MOM celebrates 1 Year at Mars
Olympus Mons, Tharsis Bulge trio of volcanoes and Valles Marineris from ISRO’s Mars Orbiter Mission. Note the clouds and south polar ice cap. Credit: ISRO[/caption]
India’s historic first mission to Mars is now celebrating one year orbiting the Red Planet and may continue working for years to come. During year one the spacecraft was highly productive, achieving its goals of taking hordes of breathtaking images and gathering scientific measurements to study Mars atmosphere, surface environments, morphology, and mineralogy.
The Mars Orbiter Mission, or MOM, is India’s first deep space voyager to explore beyond the confines of her home planets influence and successfully arrived at the Red Planet after the “history creating” orbital insertion maneuver on Sept. 23/24, 2014 following a ten month interplanetary journey from Earth.
The MOM orbiter was designed and developed by the Indian Space Research Organization (ISRO), India’s space agency, which is the equivalent of NASA.
“Mars Orbiter spacecraft marks one year of its life around the Red Planet today [Sept. 24, IST],” said ISRO. It was primarily designed as a technology demonstrator but is also outfitted with significant science instruments.
The probe is equipped with a 15 kg (33 lb) suite of five indigenous instruments to conduct meaningful science – including the tri color Mars Color Camera imager (MCC) and a methane gas sniffer (MSM) to study the Red Planet’s atmosphere, morphology, mineralogy and surface features. Methane on Earth originates from both geological and biological sources – and could be a potential marker for the existence of Martian microbes.
“After successfully completing one year of the mission life around Mars, now a large data set has been acquired by all five payloads of MOM,” ISRO stated.
To mark the one year anniversary ISRO released a new 120 page “Mars Atlas” of imagery and results, which can be downloaded from the ISRO website.

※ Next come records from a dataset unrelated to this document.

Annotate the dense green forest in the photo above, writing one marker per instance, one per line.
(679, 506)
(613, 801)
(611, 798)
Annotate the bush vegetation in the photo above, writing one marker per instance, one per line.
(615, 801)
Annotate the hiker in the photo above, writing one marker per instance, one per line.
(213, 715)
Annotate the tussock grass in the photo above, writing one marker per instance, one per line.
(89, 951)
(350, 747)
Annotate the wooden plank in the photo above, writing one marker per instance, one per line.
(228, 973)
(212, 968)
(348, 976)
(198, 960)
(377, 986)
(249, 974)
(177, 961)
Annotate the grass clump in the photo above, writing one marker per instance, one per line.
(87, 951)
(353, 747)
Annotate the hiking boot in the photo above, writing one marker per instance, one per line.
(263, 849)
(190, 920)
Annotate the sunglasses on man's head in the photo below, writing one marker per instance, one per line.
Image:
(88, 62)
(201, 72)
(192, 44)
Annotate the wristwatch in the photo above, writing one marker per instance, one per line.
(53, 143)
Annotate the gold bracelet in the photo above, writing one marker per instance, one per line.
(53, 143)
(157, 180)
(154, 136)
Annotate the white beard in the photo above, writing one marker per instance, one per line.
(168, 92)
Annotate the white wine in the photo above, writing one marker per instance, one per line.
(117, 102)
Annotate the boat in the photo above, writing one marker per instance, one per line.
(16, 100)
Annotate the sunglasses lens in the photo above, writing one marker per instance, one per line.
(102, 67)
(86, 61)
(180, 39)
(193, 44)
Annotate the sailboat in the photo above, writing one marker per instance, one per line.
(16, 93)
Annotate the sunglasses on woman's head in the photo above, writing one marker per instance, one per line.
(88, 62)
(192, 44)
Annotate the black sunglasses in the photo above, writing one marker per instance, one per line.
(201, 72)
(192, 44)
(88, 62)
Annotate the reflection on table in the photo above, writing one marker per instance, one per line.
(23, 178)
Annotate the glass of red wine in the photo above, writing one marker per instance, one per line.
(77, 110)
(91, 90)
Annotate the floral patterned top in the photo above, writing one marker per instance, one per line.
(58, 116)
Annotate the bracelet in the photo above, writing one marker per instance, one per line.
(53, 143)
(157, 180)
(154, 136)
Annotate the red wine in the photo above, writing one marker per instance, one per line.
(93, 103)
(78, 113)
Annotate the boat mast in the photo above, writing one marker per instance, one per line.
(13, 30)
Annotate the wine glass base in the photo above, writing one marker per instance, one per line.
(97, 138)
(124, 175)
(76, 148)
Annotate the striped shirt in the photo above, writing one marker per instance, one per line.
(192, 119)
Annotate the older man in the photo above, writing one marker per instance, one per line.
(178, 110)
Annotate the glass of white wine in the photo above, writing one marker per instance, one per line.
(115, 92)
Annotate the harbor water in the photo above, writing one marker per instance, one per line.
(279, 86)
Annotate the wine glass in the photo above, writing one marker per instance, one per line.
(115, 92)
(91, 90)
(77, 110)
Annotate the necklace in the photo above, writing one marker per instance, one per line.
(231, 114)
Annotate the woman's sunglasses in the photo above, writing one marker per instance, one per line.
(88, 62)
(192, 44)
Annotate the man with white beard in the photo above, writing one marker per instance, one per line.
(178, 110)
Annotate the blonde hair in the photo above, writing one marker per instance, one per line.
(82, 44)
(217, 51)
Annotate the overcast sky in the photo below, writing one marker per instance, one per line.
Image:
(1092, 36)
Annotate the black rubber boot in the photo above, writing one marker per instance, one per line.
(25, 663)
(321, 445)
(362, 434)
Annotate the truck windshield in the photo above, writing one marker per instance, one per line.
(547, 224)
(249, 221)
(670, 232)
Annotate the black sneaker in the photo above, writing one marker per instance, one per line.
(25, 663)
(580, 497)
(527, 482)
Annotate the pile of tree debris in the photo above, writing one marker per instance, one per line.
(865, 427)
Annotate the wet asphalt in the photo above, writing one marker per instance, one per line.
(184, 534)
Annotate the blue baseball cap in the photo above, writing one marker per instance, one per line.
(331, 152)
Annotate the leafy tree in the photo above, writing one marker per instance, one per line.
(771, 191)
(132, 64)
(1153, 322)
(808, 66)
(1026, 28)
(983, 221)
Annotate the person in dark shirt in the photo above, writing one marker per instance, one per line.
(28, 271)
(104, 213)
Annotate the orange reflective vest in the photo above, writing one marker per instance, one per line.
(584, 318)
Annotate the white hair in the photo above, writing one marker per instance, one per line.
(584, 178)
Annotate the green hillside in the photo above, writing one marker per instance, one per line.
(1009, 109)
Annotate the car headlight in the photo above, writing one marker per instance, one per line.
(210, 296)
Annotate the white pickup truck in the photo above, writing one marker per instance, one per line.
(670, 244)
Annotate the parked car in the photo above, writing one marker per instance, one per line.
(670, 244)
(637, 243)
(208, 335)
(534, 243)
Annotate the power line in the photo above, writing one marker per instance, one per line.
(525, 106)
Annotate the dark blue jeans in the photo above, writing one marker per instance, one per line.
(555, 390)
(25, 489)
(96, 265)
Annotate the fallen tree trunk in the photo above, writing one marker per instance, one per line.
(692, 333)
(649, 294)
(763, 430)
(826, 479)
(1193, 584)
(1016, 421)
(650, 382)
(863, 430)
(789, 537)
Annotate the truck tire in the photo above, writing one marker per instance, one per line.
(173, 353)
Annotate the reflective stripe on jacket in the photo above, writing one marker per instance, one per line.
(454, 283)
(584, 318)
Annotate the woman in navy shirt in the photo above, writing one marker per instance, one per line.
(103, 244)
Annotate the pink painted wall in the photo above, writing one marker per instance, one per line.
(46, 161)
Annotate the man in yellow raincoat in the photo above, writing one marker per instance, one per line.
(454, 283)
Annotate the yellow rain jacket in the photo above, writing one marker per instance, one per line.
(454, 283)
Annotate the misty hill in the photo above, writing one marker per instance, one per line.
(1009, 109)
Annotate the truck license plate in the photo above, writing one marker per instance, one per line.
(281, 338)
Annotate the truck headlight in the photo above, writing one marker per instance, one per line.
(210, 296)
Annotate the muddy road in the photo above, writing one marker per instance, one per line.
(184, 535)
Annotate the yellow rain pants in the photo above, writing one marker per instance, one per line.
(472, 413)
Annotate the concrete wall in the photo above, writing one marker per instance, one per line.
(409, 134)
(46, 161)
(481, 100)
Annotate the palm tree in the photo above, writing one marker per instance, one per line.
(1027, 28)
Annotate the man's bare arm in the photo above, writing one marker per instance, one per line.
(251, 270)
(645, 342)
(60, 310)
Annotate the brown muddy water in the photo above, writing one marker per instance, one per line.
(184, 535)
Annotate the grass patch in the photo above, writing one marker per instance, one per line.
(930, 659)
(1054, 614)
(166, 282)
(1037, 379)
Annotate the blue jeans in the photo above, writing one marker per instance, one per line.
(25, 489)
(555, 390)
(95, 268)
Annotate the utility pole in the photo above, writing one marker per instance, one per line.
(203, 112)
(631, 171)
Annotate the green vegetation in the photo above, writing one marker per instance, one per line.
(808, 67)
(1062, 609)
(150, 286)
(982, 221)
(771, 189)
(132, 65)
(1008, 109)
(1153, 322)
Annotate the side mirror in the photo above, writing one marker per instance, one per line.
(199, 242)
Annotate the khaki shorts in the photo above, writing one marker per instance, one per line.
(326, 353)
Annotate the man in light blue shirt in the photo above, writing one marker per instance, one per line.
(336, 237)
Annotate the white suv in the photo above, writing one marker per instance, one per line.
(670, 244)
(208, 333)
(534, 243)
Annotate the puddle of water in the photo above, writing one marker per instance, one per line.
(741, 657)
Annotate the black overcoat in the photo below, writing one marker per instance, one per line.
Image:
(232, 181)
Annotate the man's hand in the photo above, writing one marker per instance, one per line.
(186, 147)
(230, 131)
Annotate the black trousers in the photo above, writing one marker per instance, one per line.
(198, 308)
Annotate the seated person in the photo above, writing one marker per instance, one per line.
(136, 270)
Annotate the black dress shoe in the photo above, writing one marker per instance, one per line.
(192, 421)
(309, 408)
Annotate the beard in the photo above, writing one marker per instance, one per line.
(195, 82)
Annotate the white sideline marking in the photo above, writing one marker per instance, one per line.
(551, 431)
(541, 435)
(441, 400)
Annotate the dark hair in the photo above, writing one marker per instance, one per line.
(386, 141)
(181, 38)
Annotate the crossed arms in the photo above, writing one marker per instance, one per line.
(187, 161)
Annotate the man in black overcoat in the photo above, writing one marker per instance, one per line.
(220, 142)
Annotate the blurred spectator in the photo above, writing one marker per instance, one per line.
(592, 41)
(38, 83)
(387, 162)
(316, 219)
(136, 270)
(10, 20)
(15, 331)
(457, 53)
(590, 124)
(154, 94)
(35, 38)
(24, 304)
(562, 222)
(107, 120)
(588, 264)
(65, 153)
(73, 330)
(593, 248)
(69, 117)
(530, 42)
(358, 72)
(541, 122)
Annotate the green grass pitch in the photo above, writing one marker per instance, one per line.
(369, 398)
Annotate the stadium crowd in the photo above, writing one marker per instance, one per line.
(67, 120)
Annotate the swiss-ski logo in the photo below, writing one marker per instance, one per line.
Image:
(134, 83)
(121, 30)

“The images from MCC have provided unique information about Mars at varying spatial resolutions. It has obtained Mars Global data showing clouds, dust in atmosphere and surface albedo variations, when acquired from apoapsis at around 72000 km.”
“On the other hand high resolution images acquired from periapsis show details of various morphological features on the surface of Mars. Some of these images have been showcased in this atlas. The images have been categorized depending upon the Martian surface and atmospheric processes.”
MOM was built in record time and for a budget of $73 million.
“The MOM spacecraft was designed, built and launched in record period of less than two years,” ISRO explained. “MOM carried five science instruments collecting data on surface geology, morphology, atmospheric processes, surface temperature and atmospheric escape process.”
MOM’s Martian arrival was webcast worldwide with an elaborate ceremony that included India’s prime minister who beamed with pride in the team and the nation at that time.
“India has successfully reached Mars!” declared Indian prime minister Narendra Modi, who watched the events unfold from mission control at ISRO’s Telemetry, Tracking and Command Network (ISTRAC) in Bangalore, on Sept. 24, 2014.
“History has been created today. We have dared to reach out into the unknown and have achieved the near-impossible. I congratulate all ISRO scientists as well as all my fellow Indians on this historic occasion.”
MOM swoops around the Red Planet in a highly elliptical orbit whose nearest point to Mars (periapsis) is about 421.7 km and farthest point (apoapsis) is about 76,993.6 km, according to ISRO
Upon MOM’s arrival, India became the newest member of an elite club of only four entities who have launched probes that successfully investigated Mars – following the Soviet Union, the United States and the European Space Agency (ESA).
MOM was launched on Nov. 5, 2013 from India’s spaceport at the Satish Dhawan Space Centre, Sriharikota, atop the nations indigenous four stage Polar Satellite Launch Vehicle (PSLV) which placed the probe into its initial Earth parking orbit.
The Indian probe arrived just two days after NASA’s MAVEN Mars orbiter, the first mission specifically targeted to study Mars tenuous upper atmosphere and the escape rates of atmospheric constituents.
The $73 million MOM mission was initially expected to last at least six months. In March 2015, ISRO extended the mission duration for another six months since its healthy, the five science instruments were operating fine and it had sufficient fuel reserves.
Indeed MOM has enough fuel to continue gather data and images for years to come if the instruments and spacecraft continue to function nominally.
“The Mars Orbiter Mission still has some 45 kg of fuel left which could, in theory, keep the mission going for at least 15 years,” ISRO told The Hindu.
“One cannot get a better bang for the buck! According to ISRO, for normal housekeeping operations and orbit maintenance only about two kg of fuel is necessary per year.”
Including MOM, Earth’s invasion fleet at the Red Planet numbers a total of seven spacecraft comprising five orbiters from NASA, ESA and ISRO as well as the sister pair of mobile surface rovers from NASA – Curiosity and Opportunity.